Closed wsmoses closed 3 weeks ago
main | 18c6fa18c064e6... | main/18c6fa18c064e6... | |
---|---|---|---|
basics/overhead | 4.03 ± 0.001 ns | 4.34 ± 0.01 ns | 0.929 |
time_to_load | 0.35 ± 0.0015 s | 0.376 ± 0.0013 s | 0.932 |
A plot of the benchmark results have been uploaded as an artifact to the workflow run for this PR. Go to "Actions"->"Benchmark a pull request"->[the most recent run]->"Artifacts" (at the bottom).
@vchuravy per signal convo, my best memory of where this left off (@gbaraldi please correct me).
We find a segfault. Specifically we are apparently setting the name of a datatype to something new which is wrong (specifically tuple.name or something).
Backtracing to the culprit we find that it is getting overwritten in the += of the reverse pass. Specifically we have a for loop of apply generics (for the iterate) and also an unstable get nth index of. These result in an allocation of shadow pointers from their results for use in the reverse pass. We shuold have a cache of Tuple{Ref{Float64},Ref{Float64}}. The tuple of size 2 is from the batch. The ref as that is what the shadow from the augmented primal of unstable get nth index of should return.
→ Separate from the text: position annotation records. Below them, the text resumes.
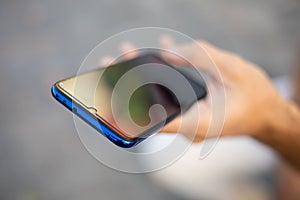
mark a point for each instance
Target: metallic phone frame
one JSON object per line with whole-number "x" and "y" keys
{"x": 71, "y": 104}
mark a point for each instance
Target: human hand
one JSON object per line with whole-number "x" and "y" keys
{"x": 251, "y": 99}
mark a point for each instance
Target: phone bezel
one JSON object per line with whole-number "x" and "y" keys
{"x": 115, "y": 136}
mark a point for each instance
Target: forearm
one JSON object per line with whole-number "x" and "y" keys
{"x": 283, "y": 133}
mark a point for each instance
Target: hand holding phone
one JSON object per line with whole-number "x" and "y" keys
{"x": 90, "y": 96}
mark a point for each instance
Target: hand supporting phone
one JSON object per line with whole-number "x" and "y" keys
{"x": 92, "y": 97}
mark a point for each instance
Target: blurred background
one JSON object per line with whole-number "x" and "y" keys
{"x": 41, "y": 156}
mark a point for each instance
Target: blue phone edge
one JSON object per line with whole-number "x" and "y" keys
{"x": 92, "y": 120}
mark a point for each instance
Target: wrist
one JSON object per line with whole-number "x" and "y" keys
{"x": 283, "y": 116}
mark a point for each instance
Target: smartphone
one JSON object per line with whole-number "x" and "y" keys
{"x": 90, "y": 96}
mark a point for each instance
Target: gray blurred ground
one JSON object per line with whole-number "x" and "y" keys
{"x": 44, "y": 41}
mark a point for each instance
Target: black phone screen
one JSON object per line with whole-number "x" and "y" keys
{"x": 135, "y": 96}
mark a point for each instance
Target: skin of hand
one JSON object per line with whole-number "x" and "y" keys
{"x": 253, "y": 106}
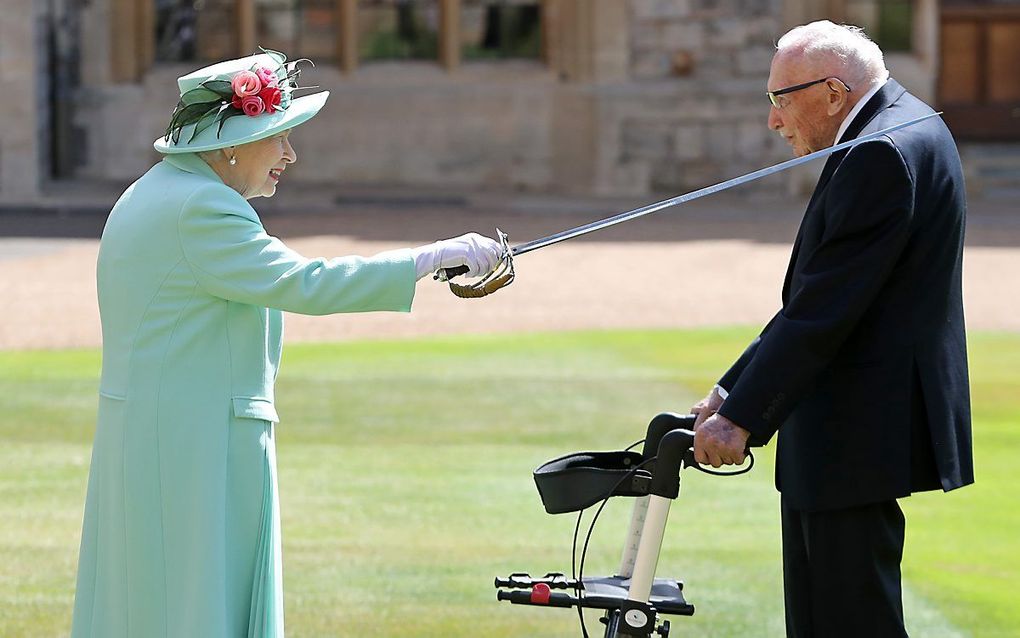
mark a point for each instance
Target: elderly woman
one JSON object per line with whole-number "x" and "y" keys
{"x": 182, "y": 532}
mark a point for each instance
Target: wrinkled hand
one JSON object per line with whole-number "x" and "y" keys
{"x": 480, "y": 254}
{"x": 720, "y": 442}
{"x": 706, "y": 407}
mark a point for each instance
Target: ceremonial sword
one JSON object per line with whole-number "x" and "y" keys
{"x": 519, "y": 249}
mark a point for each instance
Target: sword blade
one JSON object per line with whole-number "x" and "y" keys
{"x": 520, "y": 249}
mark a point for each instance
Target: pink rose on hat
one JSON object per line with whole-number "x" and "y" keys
{"x": 271, "y": 97}
{"x": 252, "y": 105}
{"x": 266, "y": 77}
{"x": 246, "y": 83}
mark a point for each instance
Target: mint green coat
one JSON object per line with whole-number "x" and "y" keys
{"x": 181, "y": 536}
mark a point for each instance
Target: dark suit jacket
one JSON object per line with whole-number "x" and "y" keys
{"x": 863, "y": 372}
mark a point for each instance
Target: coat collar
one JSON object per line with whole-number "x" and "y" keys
{"x": 878, "y": 102}
{"x": 191, "y": 162}
{"x": 885, "y": 96}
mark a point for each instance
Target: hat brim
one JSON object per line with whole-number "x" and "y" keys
{"x": 242, "y": 129}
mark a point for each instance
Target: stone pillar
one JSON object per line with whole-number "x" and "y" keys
{"x": 19, "y": 76}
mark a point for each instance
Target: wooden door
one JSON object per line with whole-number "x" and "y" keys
{"x": 979, "y": 76}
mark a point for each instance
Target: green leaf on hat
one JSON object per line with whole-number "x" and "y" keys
{"x": 225, "y": 114}
{"x": 200, "y": 95}
{"x": 205, "y": 120}
{"x": 221, "y": 87}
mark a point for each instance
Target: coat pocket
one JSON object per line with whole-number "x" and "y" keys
{"x": 254, "y": 407}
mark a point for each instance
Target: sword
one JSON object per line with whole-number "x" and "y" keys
{"x": 519, "y": 249}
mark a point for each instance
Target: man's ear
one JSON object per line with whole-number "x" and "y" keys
{"x": 837, "y": 97}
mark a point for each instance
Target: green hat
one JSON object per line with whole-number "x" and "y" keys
{"x": 237, "y": 101}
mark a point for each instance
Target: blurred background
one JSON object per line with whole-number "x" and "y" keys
{"x": 592, "y": 97}
{"x": 407, "y": 441}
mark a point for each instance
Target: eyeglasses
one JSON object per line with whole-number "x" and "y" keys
{"x": 773, "y": 96}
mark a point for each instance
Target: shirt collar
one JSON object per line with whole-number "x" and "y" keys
{"x": 191, "y": 162}
{"x": 857, "y": 108}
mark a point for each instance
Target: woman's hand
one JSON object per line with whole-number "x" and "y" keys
{"x": 480, "y": 254}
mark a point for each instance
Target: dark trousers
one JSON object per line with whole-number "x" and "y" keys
{"x": 842, "y": 572}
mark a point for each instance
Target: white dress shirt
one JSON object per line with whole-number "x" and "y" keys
{"x": 857, "y": 108}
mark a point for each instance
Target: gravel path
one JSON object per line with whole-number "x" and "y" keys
{"x": 712, "y": 263}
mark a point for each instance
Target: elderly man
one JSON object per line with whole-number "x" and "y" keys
{"x": 863, "y": 372}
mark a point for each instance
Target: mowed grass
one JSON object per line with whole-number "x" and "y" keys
{"x": 405, "y": 478}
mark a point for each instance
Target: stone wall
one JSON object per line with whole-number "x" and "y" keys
{"x": 20, "y": 69}
{"x": 701, "y": 66}
{"x": 657, "y": 96}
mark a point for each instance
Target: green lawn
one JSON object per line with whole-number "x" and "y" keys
{"x": 405, "y": 477}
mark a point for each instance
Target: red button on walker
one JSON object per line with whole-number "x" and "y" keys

In the reverse pass, we should have two iterations -- just like the fwd pass has two iterations. It is on the last iteration of the reverse pass [aka the theoretical index 0] which is the issue. The cache does not actually contain 2 (for the two iters of loop) Tuple{Ref{Float64},Ref{Float64}}'s. Instead it contains as first element (1=Tuple.name, 2=Tuple.name) and then (1=RefValue{1.0}, 2=RefValue{1.0}) [random float values added, idr what they were]. We had earlier spent a rabbit hole looking at the assembly of the indexing since LLVM appears to have split the induction variable into two counters, one which is negative and increments up and the other which goes down. One is used for indexing, the other for the revere pass loop exit. This was originally suspicious since the indexing one on the last reverse pass iteration (aka i==0) seemed to index at an offset of -8 possibly implying the loop was doing an incorrect iteration. However this negation was actually expected as it basically was LLVM strength reduction moving part of the indexing out of the loop.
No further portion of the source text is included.